Handoff to dedicated cache-subsystem session
The next session targeting this divergence should:
-
Decide cache-state strategy:
- (a) Implement Sylpheed's cache-generation logic so ours builds its own cache from scratch (matches canary's own bootstrap experience — but multi-hundred-LOC).

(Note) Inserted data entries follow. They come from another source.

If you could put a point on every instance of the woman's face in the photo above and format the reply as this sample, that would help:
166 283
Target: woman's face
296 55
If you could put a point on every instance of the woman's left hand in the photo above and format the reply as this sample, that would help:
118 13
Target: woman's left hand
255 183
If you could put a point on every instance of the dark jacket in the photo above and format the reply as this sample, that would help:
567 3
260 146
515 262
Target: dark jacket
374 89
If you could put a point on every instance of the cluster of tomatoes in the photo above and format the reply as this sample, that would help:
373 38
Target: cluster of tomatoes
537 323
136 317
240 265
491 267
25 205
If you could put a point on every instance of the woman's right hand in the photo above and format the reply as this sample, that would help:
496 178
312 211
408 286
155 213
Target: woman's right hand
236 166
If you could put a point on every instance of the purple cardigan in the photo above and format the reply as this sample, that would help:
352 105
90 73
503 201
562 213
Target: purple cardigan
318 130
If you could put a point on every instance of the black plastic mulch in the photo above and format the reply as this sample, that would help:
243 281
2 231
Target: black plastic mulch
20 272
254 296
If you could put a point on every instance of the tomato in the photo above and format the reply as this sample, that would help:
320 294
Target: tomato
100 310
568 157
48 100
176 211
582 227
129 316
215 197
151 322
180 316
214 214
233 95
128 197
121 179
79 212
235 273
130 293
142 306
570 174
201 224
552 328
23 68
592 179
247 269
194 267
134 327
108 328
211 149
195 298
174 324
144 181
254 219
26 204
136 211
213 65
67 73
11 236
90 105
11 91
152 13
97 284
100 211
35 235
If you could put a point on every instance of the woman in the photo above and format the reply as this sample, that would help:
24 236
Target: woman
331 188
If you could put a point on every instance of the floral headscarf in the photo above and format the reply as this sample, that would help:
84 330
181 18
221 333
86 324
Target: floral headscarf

- (b) Seed-once-then-persist: copy canary's cache into ours's
cache_root behind a new cvar
--cache-seed-from=<path>, then enable persistence. AUDIT-053's warm-start regression must be re-tested with AUDIT-054's FILE_DIRECTORY_FILE fix in tree (it landed AFTER 053's regression was observed). - (c) Hybrid: synthesize a stub success at NtQueryFullAttributesFile for known-good cache hashes, then synthesize NtCreateFile/Read responses with bytes captured from canary's cache files. Closest to a "single missing file plant" but for 23 files.
-
Re-validate after the fix that the warm-start regression identified in AUDIT-053 doesn't recur (AUDIT-054 may have fixed it; needs explicit re-test).
-
Expect cascading Phase A divergences: each cache hash the game looks up in turn — the divergence at 102,404 is only the FIRST. After cache:\d4ea4615 is resolved, the game queries cache:\69d8e45c (idx 103810 already visible in ours.jsonl) and so on through 16+ distinct hashes per AUDIT-052.
Files in this audit run
| file | content |
|---|---|
escalation.md |
this file |
investigation.md |
Phase 1-4 walkthrough |
re-validation.md |
gate results (Phase 1 extension only) |
ours.jsonl, ours-determ.jsonl, canary.jsonl |
Phase A logs with new args_resolved field |
diff-report.md |
re-run with path field populated |
snap/ours/ |
Phase B snapshot (unchanged from C+9) |
digest-cvaroff-{1,2,3}.json |
3× determinism (all = C+9 baseline) |
Next target
Same idx 102,404 NtQueryFullAttributesFile, but in a dedicated cache-subsystem session. Path framing is now captured for the next investigator's first read.